A pesar de las enseñanzas constantes que nos da la vida, las cuales siempre de una u otra manera terminan sorprendiéndonos, nunca voy a dejar de admirarme de lo profundo e intenso que es el amor de una madre por su hijo.

Sé que enamorarse puede hacernos perder la cabeza, pero amar a un hijo es dar voluntariamente nuestra vida entera.

Es dar nuestro corazón con cada uno de sus latidos, que hacen fluir la sangre por nuestro cuerpo.

Es entregar nuestros pensamientos consientes e inconscientes a un ser que cada día cambia molecularmente ante nuestros ojos y que aunque los cambios con el correr de los tiempos se vuelvan realmente evidentes, seguimos viendo como a ese bebe, que estaba en nuestros brazos.

Es descubrir que una lágrima suya puede hacer que nos comportemos de la manera más racional o irracional posible.

Es darnos cuenta que una sonrisa suya transforma el más oscuro de nuestros días en el momento más mágico de nuestra historia.

Descubrimos que por ellos somos capaces de convertirnos en el depredador más peligroso del reino animal si sentimos que están en peligro.

Somos vulnerables a sus besos y sus caricias que con el pasar de los años se van haciendo cada vez más esporádicos y cada vez que nos dicen te quiero creemos que nuestro mundo está completo.

Nos volvemos inseguros y miedosos a cada uno de sus pasos ya que tememos a las adversidades a las cuales nosotros nos hemos enfrentado triunfantes, queremos a toda costa evitarles golpes y caídas, más allá de saber a conciencia que son parte de la vida y que nosotros hemos sabido aceptarlas durante la misma.

Queremos envolverlos en una burbuja protectora más allá de saber que nosotros odiábamos esas actitudes en nuestros padres.
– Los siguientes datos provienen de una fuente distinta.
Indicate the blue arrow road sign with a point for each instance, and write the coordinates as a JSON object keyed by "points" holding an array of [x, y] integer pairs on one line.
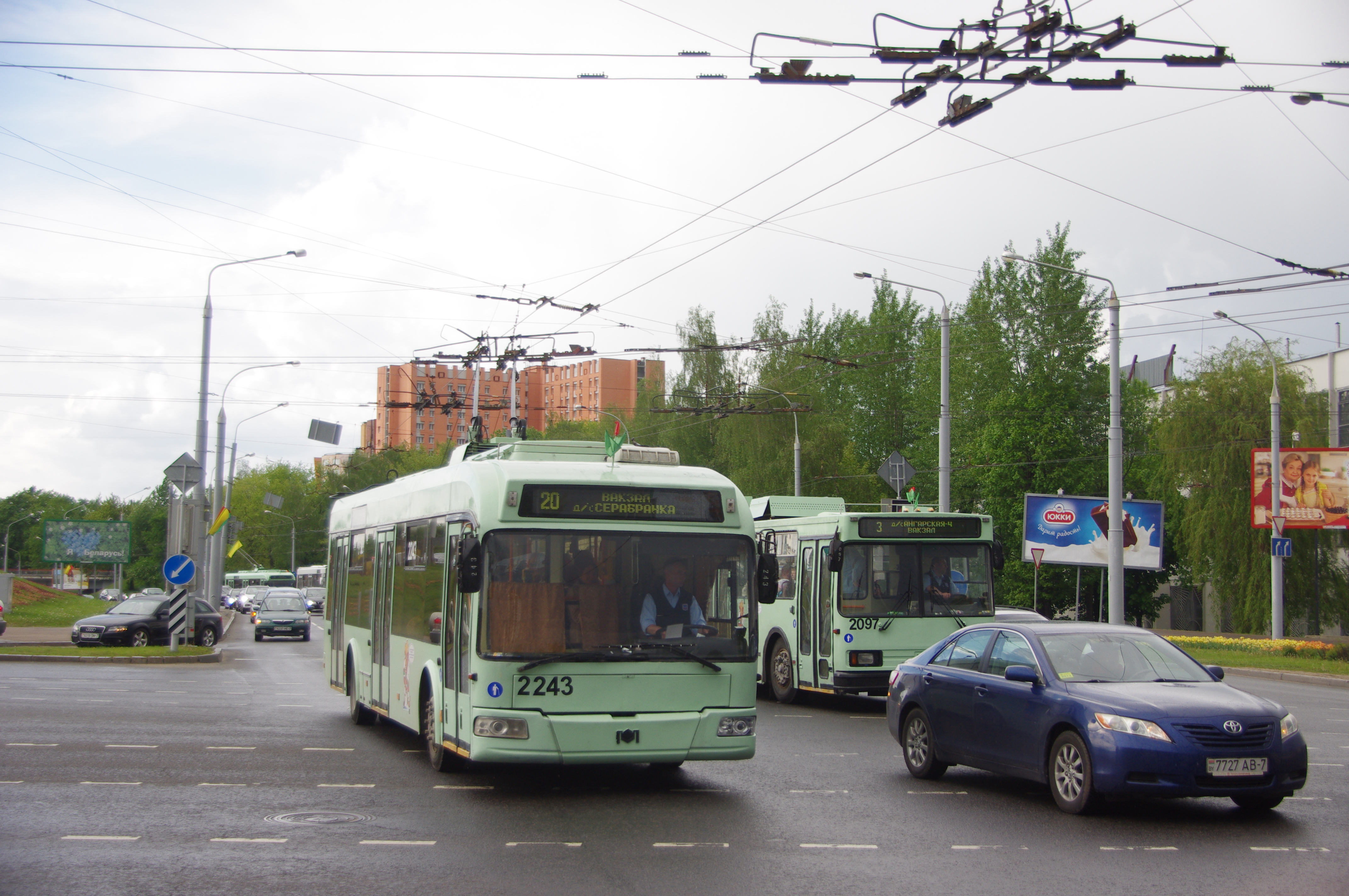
{"points": [[180, 568]]}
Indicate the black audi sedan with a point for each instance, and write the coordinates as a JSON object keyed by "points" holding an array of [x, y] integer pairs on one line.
{"points": [[1094, 712], [142, 621]]}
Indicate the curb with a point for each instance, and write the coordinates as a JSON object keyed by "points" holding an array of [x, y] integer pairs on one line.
{"points": [[1301, 678], [215, 656]]}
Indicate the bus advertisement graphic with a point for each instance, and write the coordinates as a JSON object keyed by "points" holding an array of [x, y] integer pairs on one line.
{"points": [[87, 542], [1073, 531]]}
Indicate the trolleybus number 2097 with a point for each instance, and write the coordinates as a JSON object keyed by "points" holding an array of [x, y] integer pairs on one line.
{"points": [[558, 686]]}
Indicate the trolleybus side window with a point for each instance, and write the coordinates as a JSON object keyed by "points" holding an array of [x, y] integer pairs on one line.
{"points": [[559, 591], [915, 581]]}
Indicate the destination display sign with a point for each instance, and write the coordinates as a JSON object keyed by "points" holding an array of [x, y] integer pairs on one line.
{"points": [[606, 502], [919, 527]]}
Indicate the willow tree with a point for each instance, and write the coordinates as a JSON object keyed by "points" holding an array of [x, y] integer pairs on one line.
{"points": [[1204, 438]]}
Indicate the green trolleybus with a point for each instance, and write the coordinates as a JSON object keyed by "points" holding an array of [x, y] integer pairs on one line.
{"points": [[861, 593], [543, 602]]}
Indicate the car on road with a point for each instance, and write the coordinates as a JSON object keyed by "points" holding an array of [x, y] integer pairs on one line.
{"points": [[139, 623], [1094, 712], [283, 616]]}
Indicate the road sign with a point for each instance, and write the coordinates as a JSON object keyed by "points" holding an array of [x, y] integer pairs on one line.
{"points": [[180, 568], [184, 473], [898, 472]]}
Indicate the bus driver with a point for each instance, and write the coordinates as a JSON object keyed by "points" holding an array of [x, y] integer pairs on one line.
{"points": [[674, 605]]}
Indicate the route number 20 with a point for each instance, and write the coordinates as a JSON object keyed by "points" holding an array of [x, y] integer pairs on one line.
{"points": [[543, 686]]}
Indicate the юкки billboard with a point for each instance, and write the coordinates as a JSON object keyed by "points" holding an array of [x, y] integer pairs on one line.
{"points": [[1073, 531]]}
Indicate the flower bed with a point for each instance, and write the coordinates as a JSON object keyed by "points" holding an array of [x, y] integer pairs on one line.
{"points": [[1281, 647]]}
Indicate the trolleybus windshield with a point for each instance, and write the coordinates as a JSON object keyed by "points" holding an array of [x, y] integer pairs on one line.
{"points": [[598, 594], [930, 580]]}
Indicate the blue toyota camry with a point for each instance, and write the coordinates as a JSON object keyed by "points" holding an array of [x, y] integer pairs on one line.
{"points": [[1093, 710]]}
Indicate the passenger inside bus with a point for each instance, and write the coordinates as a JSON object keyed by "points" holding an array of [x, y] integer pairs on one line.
{"points": [[671, 605]]}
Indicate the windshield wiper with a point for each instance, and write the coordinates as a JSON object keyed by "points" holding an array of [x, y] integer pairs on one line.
{"points": [[685, 654], [577, 656]]}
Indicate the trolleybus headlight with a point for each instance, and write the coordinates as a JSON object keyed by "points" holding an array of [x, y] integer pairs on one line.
{"points": [[736, 726], [497, 726]]}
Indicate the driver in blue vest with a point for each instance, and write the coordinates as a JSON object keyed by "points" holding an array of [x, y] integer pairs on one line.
{"points": [[672, 605]]}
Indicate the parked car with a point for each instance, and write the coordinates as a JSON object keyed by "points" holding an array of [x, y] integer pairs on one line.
{"points": [[315, 598], [1093, 710], [284, 616], [139, 623]]}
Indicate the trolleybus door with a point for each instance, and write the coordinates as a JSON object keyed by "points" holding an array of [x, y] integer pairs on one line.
{"points": [[381, 619], [804, 619], [335, 610]]}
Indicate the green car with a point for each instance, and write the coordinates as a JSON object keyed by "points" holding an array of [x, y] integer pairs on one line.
{"points": [[283, 617]]}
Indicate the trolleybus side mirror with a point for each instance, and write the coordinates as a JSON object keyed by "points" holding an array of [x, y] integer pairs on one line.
{"points": [[836, 554], [470, 566], [765, 578]]}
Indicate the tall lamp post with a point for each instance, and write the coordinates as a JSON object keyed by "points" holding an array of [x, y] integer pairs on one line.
{"points": [[943, 434], [1116, 450], [218, 542], [200, 531], [292, 538], [7, 539], [1275, 488]]}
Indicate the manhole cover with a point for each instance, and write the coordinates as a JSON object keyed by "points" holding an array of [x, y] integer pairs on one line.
{"points": [[317, 818]]}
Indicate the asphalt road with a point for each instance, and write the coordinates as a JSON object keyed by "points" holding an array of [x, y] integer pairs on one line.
{"points": [[177, 774]]}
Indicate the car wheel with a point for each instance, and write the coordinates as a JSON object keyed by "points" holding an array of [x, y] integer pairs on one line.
{"points": [[361, 714], [1070, 775], [442, 760], [780, 673], [921, 748]]}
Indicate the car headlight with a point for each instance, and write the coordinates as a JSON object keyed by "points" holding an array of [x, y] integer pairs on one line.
{"points": [[1132, 726], [736, 726], [497, 726]]}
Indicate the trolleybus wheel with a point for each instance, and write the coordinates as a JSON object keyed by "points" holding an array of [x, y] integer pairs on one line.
{"points": [[780, 673], [442, 760]]}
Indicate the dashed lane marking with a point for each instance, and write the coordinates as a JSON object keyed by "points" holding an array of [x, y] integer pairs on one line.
{"points": [[98, 837]]}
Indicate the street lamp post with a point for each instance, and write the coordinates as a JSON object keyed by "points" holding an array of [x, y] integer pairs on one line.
{"points": [[7, 539], [218, 542], [200, 531], [797, 440], [1275, 489], [292, 538], [943, 434], [1116, 450]]}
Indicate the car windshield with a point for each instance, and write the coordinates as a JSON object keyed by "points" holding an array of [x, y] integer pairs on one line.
{"points": [[283, 605], [135, 608], [586, 591], [915, 581], [1100, 656]]}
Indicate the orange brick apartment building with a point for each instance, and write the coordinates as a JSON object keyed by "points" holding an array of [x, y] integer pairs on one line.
{"points": [[543, 393]]}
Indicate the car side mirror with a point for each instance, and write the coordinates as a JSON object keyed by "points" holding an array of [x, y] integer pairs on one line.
{"points": [[765, 578], [470, 566]]}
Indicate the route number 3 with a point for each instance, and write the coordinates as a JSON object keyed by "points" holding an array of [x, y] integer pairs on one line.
{"points": [[556, 686]]}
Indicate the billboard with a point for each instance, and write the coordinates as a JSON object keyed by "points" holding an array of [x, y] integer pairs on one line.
{"points": [[1314, 488], [1073, 529], [86, 542]]}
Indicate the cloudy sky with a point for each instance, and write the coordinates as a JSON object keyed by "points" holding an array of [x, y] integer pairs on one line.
{"points": [[428, 152]]}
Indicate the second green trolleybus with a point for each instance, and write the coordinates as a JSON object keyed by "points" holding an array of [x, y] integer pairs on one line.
{"points": [[543, 602]]}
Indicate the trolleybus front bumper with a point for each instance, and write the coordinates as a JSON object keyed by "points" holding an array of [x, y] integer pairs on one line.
{"points": [[601, 737]]}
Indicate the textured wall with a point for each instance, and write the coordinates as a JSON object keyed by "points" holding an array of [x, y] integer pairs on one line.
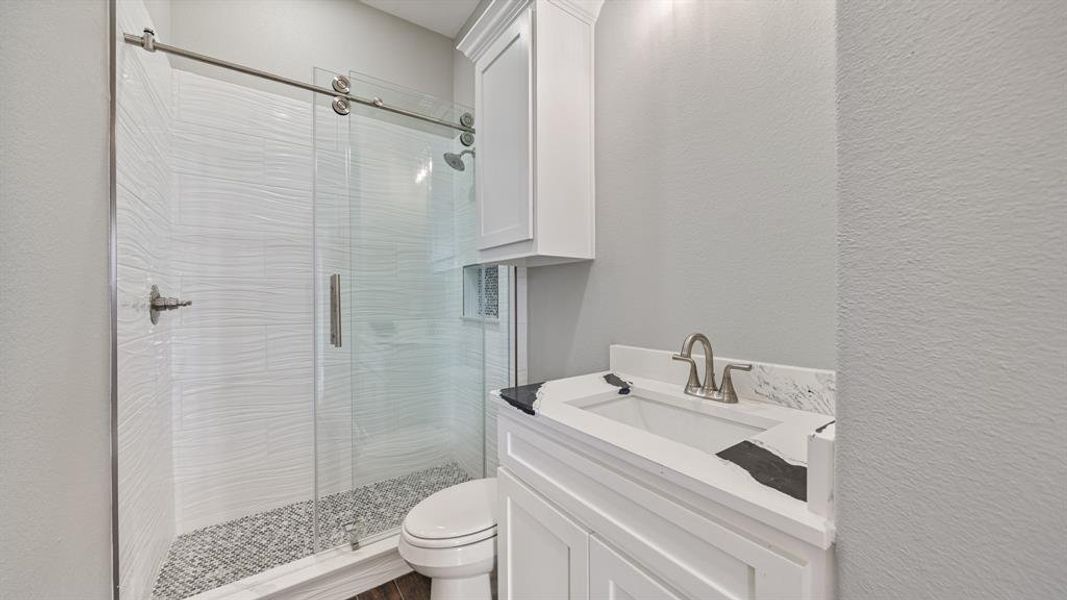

Y a su vez les exigimos ser responsables a pesar de que sabemos que las responsabilidades los vuelven maduros y los lleva paso a paso a ser, a su debido tiempo el adulto que ahora somos, mejores o peores que nosotros.

Queremos que eleven vuelo, porque sabemos que es lo que corresponde, aunque su ausencia nos recuerde permanentemente cuánta falta nos hace.

Dicen los autores famosos que los hijos son de la vida... y es cierto ya que nosotros les damos vida, y los convertimos en nuestras vidas.

He querido, he amado y hasta me he enamorado... y fue genial o loco... o doloroso, pero con el tiempo es un amor que merma sin más.

Pero sé que amar como se ama a un hijo es la forma infinita de amar. Es un amor que no merma con el paso de los tiempos sino que se consolida. Es un amor incondicional, único, sin igual.